MPBN weighs loss of millions in state funding


LEWISTON — If lawmakers decide to back the governor’s plan to end state funding for the Maine Public Broadcasting Network, the network could turn off its over-the-air signals.

The state’s appropriation — $1.92 million this year — is the cost of transmitting the public TV and radio signal across Maine. The money and the network’s broadcasting mission are part of state law. If MPBN stops broadcasting, state law demands that the network return the money.

But what if the money dried up? Would MPBN stop transmitting? Probably not.

“It’s not an option for me at the moment,” MPBN President and CEO Jim Dowe said Thursday. 

People at the network didn’t know how a sudden halt to state funding would affect broadcasting. Analysts including Chief Financial Officer John Isacke are working on the problem, Dowe said.

They learned of the proposed funding cut on Tuesday. It came about when Gov. Paul LePage shelved a proposal that would have ended public campaign financing for gubernatorial candidates. The MPBN cut is meant to make up for the campaign savings.

While MPBN’s trustees were meeting in Falmouth, John McGough, LePage’s chief of staff, delivered the news in a conversation with board Chairman Craig Denekas.

“It obviously was a total surprise and tremendously disappointing,” he said.

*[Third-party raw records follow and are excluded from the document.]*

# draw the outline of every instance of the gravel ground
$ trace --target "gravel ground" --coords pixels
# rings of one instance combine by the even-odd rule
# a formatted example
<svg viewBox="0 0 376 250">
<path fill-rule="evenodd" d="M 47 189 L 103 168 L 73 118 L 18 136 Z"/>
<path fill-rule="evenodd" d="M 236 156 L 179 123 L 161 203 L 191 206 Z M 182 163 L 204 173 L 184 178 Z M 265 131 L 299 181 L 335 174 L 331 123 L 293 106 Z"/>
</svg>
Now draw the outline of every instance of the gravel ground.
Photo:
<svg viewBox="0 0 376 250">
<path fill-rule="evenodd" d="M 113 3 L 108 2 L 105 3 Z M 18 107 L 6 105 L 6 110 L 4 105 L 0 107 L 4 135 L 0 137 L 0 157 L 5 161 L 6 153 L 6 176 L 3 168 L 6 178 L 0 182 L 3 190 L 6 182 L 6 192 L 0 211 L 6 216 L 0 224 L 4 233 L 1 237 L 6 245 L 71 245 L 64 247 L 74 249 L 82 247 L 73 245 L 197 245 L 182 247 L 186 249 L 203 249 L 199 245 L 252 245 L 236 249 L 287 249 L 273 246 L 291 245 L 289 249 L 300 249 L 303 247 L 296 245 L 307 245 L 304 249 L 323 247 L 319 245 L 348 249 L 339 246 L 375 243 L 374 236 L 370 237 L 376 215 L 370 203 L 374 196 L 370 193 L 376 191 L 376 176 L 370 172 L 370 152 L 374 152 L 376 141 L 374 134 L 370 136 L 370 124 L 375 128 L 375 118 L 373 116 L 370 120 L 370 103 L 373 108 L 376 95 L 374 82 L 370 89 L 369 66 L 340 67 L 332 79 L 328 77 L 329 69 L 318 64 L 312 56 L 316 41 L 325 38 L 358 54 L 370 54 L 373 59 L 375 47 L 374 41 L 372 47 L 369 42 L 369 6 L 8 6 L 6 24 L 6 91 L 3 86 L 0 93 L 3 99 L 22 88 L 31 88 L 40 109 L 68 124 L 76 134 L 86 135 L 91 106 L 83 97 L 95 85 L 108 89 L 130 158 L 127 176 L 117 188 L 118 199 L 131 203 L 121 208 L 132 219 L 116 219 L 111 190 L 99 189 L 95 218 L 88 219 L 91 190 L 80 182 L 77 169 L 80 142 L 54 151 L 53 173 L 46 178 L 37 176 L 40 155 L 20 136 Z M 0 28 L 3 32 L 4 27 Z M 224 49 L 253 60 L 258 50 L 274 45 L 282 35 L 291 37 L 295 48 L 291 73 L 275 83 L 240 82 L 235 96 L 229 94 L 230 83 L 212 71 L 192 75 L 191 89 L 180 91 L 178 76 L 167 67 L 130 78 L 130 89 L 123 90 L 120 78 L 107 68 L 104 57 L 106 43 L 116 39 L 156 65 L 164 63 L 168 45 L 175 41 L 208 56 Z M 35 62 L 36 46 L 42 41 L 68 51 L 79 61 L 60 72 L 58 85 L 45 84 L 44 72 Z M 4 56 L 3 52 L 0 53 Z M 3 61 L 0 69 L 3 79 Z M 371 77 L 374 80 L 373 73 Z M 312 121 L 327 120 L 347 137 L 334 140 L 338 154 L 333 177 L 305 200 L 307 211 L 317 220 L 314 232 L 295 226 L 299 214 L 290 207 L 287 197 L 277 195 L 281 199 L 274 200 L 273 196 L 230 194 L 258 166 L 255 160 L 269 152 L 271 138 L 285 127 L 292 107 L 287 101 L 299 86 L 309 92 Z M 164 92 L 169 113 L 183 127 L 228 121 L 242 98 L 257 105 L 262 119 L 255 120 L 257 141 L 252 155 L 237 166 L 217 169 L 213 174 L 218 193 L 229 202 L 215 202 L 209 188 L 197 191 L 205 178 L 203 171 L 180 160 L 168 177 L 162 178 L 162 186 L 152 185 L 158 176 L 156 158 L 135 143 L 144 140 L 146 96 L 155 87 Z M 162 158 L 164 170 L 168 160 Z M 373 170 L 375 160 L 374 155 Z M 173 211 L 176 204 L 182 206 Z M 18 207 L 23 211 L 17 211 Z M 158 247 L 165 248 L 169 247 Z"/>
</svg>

“This is fresh information to us,” Denekas said. “It would affect all we do, no question about it. It would have a significant, deep impact on the organization and what people know as MPBN.”

In the network’s current budget, state money accounts for about 18 percent of its total revenue of $10.8 million.

“My sole focus, the board’s sole focus and staff’s sole focus is on restoring that funding,” Denekas said.

Dowe said more money was being requested for the state’s upcoming two-year budget cycle: $2.43 million next year and $2.49 million in 2013. Those numbers reflect increasing technical costs associated with transmitting radio and TV signals statewide, he said.

According to state statutes that were revised as recently as 2009, the network must run TV stations in Presque Isle, Calais, Orono, Augusta and Biddeford and radio stations in  Fort Kent, Presque Isle, Calais, Bangor, Waterville, Camden and Portland. The administrative headquarters and much of its TV studio operations are in Lewiston.

Losing a portion of MPBN would be devastating, said Suzanne Goucher, president and CEO of the Maine Association of Broadcasters.

The network has been a leader in over-the-air transmission in Maine, transferring to a federally mandated digital signal before many Maine stations. 

Goucher plans to lobby for the state appropriation to “anyone who is standing still long enough,” she said.

She’ll likely be joined by staffers from MPBN.

On Thursday, the network’s staff gathered for a monthly all-hands meeting at the Lewiston office. About 85 people work full time for MPBN.

Dowe described their morale as “inspired.”

“They’re ready to go out and fight for this appropriation,” he said.